You'll fire up one of our Spark experiences in EMR or Glue or use those Glue APIs to launch or create your materialized view. When you're creating one, you'll get to choose whether you store your materialized view in a self-managed Iceberg table or an Amazon S3 table.
S3 Tables, Performance Optimizations, and Administrator Features in Athena
This is a great segue to all the good work we've been doing with S3 Tables. If you remember back to this time last year at re:Invent, we talked about and announced a preview for Amazon S3 Tables as the first fully managed Iceberg offering in the cloud. S3 Tables is great because it simplifies the tedious aspects of running an Iceberg data lake, such as table compaction and expiring old snapshots. S3 Tables handles all of that for you.
This year we've been busy taking S3 Tables to general availability, which we did on Pi Day in March. In that launch, we added expanded DDL operations, including create database and create table operators, plus a bunch of others that made it possible to work with S3 Tables end to end through Athena SQL. We're excited about what that allows customers to do. In that launch, we also added a new console wizard to help you get started quickly.

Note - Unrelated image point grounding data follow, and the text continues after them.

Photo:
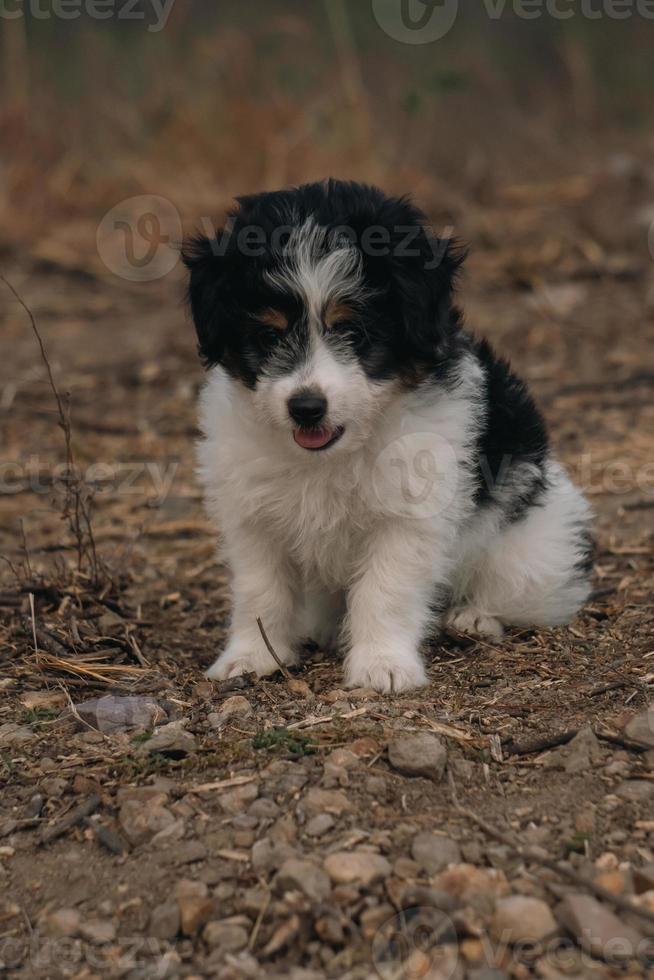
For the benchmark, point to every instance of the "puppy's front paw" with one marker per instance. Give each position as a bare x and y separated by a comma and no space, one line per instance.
389,672
239,659
467,619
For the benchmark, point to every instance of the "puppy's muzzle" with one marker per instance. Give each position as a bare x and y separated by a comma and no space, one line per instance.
307,409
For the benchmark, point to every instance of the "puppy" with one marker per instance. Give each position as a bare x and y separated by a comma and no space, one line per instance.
374,470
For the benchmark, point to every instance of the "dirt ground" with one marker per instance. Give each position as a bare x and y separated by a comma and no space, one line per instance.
275,829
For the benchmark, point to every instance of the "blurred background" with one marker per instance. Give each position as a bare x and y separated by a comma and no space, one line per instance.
198,102
523,127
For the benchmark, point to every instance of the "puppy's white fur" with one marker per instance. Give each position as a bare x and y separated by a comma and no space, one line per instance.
303,531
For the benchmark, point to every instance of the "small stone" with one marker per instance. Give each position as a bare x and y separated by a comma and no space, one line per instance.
433,852
237,799
165,921
597,930
171,740
268,856
641,727
635,790
64,923
235,707
343,758
362,867
465,881
195,908
617,882
140,821
579,755
227,936
283,936
53,787
421,754
644,879
319,801
12,734
35,700
98,931
297,874
186,852
520,918
319,825
115,713
264,809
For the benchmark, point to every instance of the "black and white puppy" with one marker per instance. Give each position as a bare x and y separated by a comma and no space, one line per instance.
373,469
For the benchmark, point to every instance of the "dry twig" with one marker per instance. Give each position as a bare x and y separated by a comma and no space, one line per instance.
530,854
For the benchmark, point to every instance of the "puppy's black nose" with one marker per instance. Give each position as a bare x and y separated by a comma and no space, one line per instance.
307,409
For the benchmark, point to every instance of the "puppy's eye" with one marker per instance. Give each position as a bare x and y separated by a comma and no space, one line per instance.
338,316
267,339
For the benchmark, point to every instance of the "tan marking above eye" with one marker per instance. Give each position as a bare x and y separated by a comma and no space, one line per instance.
336,313
273,318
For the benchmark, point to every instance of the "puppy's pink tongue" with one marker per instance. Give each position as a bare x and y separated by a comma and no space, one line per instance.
312,438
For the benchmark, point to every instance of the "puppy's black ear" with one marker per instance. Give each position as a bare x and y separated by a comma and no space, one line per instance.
202,257
424,272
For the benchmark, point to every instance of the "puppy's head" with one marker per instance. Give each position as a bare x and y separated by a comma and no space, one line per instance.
323,301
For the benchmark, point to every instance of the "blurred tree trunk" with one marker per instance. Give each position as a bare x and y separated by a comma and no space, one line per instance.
16,62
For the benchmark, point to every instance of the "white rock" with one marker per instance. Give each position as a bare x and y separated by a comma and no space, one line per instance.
521,918
422,754
360,867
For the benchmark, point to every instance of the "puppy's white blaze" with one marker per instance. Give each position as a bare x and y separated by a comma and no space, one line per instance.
315,277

In August, we launched CreateTable as Select, which is a very popular feature in Athena. We call it CTAS. What CTAS lets you do is convert data from one format to another, and it's a no-brainer feature to have with S3 Tables. Let me give you an example use case. Assume you have an application that's writing JSON data out to S3, and you want to query that JSON data, but you need columnar-level performance to meet the latency requirements of your use case. What you can now do is run a CTAS on that JSON data, convert it into an S3 Table, and then tomorrow when new records show up from your JSON data stream, you can run an insert operation on top of that table to bring your new records over to your S3 Table and drive your queries off of the S3 Table instead of your JSON data.
In the back half of the year, what we've been doing is optimizing the rest of the S3 Tables experience. What's great about how we're working with the S3 team is that all of the features I mentioned for Iceberg on the previous slides you also get with S3 Tables. Parquet column indexing, updated statistics, all of that good stuff applies to S3 Tables. But you're also getting the performance features that our partner teams in S3 and Glue Data Catalog have been delivering, like Z-Order and sort compaction, plus a bunch of operational tweaks that reduce latency across the experience.
We recognize that Iceberg is not the only data format out there. When we look at the data that customers are querying today, we see lots of JSON, text, CSV, and other data formats. We're proud to share that the majority of those queries are quite fast, completing in under two seconds. We're able to achieve this through how Athena's engine is designed and tuned, and also because of how Athena provides the serverless compute infrastructure that automatically scales based on query complexity and is able to run multiple queries in parallel.
This year, as we looked at this data, we asked how else we can accelerate or bring the performance bar higher for some of these additional data formats that customers are querying today. That took us down an interesting path of actually redesigning our file system and our readers and writers for a bunch of different file formats to bring a faster experience when interacting with those files through the Athena engine. We're seeing some really awesome results, as this slide highlights. Just to highlight a few, Parquet, as I mentioned, is a super popular format and is now 1.2 times faster when used with Hive than this time last year. JSON is 2 times faster. CSV, folks are still passing CSVs around, and it's now 1.8 times faster compared to last year. Iceberg we talked about already, but Delta Lake is seeing a good boost this year as well.
When we talk about these features rolling out, normally what you hear is that you have to upgrade to this new thing and that's a lot of work. But where we try to do things differently on Athena is work ahead of you and figure out better ways to migrate our customers and bring them along for these journeys. What we've been doing with this rollout is over the course of this year automatically moving customers to these new formats and our new file system based on compatibility checks that we run in the background. Chances are you're already getting these benefits, or you'll be getting them very soon in your production applications.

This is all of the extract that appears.